The indirect Coombs test looks for free-flowing antibodies against certain red blood cells. It is most often done to determine if you may have a reaction to a blood transfusion.
 The transfusion dept has added the centrifuged and suspension of pts rbcs 50micrograms to the kit which they are provided with.It has coated anti human antibodies in it anta.after adding pts suspended rbcs to the kit they again centrifuge it and incubate it..after some time grade it accordingly]


Chest x ray day1







?Delayed hemolytic transfusion reaction
?Common variable immunodeficiency
Auto immune hemolytic anemia
? Hypopitutarism


Day 2

17year old female
? Delayed hemolytic transfusion reaction
?CVID with AIHA
Recurrent Respiratory tract infections
Short stature,delayed puberty (?hypopitutarism)

C/O cough on and off
No fever spikes


O/E 
Pt c/c
PR 130bpm
RR 40/min
BP 100/60
cvs s1s2+
Rs BaE+, decreased air entry rt ISA
P/A soft NT spleenomegaly


Pt was started on inj dexa,inj ceftriaxone,Tab Azithromycin (according to body wt)

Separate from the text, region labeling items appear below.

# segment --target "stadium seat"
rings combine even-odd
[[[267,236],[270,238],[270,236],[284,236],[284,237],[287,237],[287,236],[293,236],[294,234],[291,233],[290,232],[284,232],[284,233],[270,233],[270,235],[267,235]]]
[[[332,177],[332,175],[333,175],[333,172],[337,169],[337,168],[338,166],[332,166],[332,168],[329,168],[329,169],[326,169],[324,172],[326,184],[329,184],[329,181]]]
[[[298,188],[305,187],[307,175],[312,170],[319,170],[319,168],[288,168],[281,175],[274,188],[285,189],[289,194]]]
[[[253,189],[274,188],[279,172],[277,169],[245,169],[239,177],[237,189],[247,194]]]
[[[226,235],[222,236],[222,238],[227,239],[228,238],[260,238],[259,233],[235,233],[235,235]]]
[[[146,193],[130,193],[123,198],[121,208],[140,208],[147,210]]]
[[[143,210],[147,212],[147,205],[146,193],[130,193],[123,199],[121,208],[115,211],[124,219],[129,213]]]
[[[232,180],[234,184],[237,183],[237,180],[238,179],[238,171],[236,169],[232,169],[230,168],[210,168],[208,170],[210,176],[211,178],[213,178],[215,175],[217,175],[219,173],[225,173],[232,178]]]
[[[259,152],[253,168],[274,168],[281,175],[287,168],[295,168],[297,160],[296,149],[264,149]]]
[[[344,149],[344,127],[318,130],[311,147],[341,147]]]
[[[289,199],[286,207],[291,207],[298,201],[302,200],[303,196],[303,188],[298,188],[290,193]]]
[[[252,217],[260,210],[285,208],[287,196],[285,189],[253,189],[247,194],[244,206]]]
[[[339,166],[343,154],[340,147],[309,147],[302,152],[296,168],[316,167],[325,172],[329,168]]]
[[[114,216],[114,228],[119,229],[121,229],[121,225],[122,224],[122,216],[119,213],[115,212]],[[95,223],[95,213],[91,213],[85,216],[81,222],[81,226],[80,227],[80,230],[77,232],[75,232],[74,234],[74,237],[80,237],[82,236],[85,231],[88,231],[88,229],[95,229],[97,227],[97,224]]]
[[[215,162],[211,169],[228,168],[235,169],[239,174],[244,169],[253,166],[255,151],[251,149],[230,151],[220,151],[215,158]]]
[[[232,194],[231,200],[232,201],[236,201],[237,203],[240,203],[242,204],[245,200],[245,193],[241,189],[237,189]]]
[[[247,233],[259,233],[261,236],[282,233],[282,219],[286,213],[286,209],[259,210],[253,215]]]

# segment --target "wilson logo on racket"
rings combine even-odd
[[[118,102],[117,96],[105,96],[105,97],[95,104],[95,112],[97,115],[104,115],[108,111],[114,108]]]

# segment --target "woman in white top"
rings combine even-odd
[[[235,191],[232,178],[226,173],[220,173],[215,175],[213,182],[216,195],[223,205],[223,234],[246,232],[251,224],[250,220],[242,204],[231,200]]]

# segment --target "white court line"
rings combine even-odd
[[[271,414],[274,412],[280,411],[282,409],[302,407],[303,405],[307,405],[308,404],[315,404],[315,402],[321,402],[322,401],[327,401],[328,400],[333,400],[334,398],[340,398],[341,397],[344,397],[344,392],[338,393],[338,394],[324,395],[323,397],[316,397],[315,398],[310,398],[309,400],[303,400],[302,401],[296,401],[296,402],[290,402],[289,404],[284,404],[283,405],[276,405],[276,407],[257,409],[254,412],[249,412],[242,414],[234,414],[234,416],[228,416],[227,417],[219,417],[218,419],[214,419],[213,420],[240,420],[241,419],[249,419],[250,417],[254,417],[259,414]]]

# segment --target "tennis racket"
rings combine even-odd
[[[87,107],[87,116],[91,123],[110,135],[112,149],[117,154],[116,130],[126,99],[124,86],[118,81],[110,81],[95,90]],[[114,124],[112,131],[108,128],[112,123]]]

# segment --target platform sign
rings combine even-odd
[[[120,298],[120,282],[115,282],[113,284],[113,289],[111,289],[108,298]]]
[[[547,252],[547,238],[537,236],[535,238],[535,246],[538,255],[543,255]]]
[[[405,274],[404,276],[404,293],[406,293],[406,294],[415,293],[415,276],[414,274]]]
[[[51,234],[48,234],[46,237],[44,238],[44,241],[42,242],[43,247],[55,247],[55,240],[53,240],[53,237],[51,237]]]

Sample sent for serum immunoglobulin levels

Transfusion done with 1prbc after testing many bags from blood bank,they provided us with best compatible possible that is on gel card method 1+,as her blood is incompatible with many other blood bags





Day 3


17year old female
?CVID with AIHA
Recurrent Respiratory tract infections
Short stature,delayed puberty (?hypopitutarism)

C/O cough on and off
No fever spikes
No loose stools

O/E 
Pt c/c
PR 120bpm
RR 34/min
BP 90/60
cvs s1s2+
Rs BaE+,diffuse fine crepts+
P/A soft NT spleenomegaly

Inj dexa 2mg BD
Inj ceftriaxone 500mg Iv BD
Tab Azithromycin 250mg PO Od
Tab vit b12+folic acid Po od
Tab lasix 20mg PO BD

Chest x ray and x ray wrist to be done 
Transfusion done with 1Prbc










Questions around the pt

1.Efficacy of IV Ig in CVID?
2.Can her immunization be optimised now?
3.Could it be delayed hemolytic transfusion reaction during presentation (transfusion done last month)?
4.Cause of her short stature and delayed puberty?(? hypopitutarimsm,? secondary to chronic anemia?)
5.could it be simple IgG deficiency?
6.Could it be chronic granulomatous disease?
7.Alternatives for transfusion -leuckocyte reduction before transfusion?saline wash of donor rbcs ??